Blanche Dubois is a complicated character in Williams’ play. She is very superficial, but there is also something very deep and enduring about her character. A lot of her dialogue and behavior seems affected to be a sort of Southern Belle personality, which is essentially Blanche’s construction of the past. This past is the light by which she sees her own life in the present. Because she is unable to get over the suicide of her husband, Blanche in many ways has stopped the clock and become obsessed with the past. “And then the searchlight which had been turned on the world was turned off again and never for one moment since has there been any light that’s stronger than this—kitchen—candle” (Williams, 1994). Blanche still lives in the past and not in the reality of the present.
Blanche Dubois can be compared with and contrasted against the character of Jay Gatsby in “The Great Gatsby.” Like Blanche, Jay has hit the pause button at a point in his life. Blanche cannot get over her husband; Jay cannot get over losing Daisy. He obsesses about this childhood love. The past is deeply involved with Fitzgerald’s book:
the novel closes with Nick saying to himself that humanity goes on, “boats against the current, borne back ceaselessly into the past” (Fitzgerald 1989). Fitzgerald employs a supportive device in the narrative character of Nick Carraway, Jay’s friend and helper. Gatsby is defined by his attempts to become less of an individual and more of a representation of his idea of the past, just like Blanche. Also like Blanche, who acts like such a snob to Stanley because of her own ideas about social class, Jay wants social class to go along with his wealth, so he constructs a fictional past to go along with
it. Though often alone, Jay Gatsby moves through the novel towards his goal of
becoming a visible part of the world in which he is accepted as both wealthy and responsible. One could say the same of Blanche, replacing wealthy with beautiful and responsible with the talk of the town. Gatsby’s retreat into his past is based on Daisy and his ideals. He completely believes that Daisy will provide him with the image of his happiness, which he has perhaps mistaken for happiness itself.
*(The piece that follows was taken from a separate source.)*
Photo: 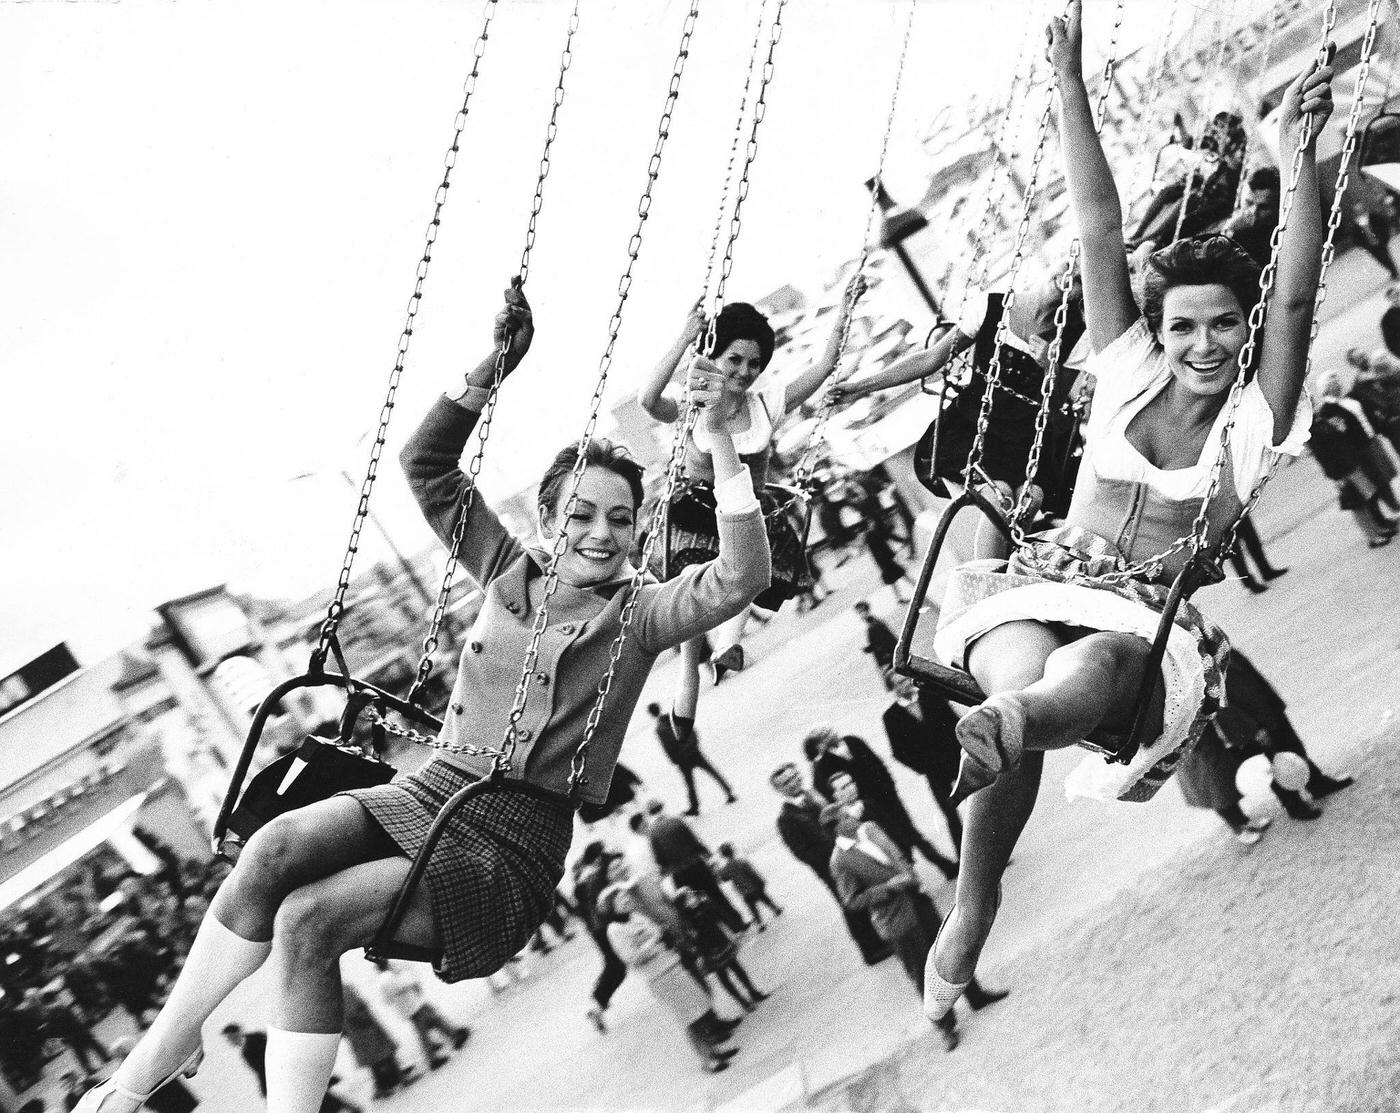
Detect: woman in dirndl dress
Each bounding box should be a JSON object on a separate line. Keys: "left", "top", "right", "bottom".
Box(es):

In Williams’ play, Blanche Dubois has hit the pause button on her life at a point she can’t get past: the suicide of her husband. Jay Gatsby has done the same thing, but it is about losing Daisy the first time. Williams seems to see the past as additive to Blanche. Fitzgerald sees the past as subtractive to Jay, and views progress as additive, as shown by his description of boats against the current. Subtraction throws Gatsby into confusion. One can potentially see the self as Jay does: as something that must be hidden for external circumstances to occur. He winds up a wealthy man who has failed to construct a suitable explanation for his wealth.
Fitzgerald, F (1989). The Great Gatsby. New York: Scholastic.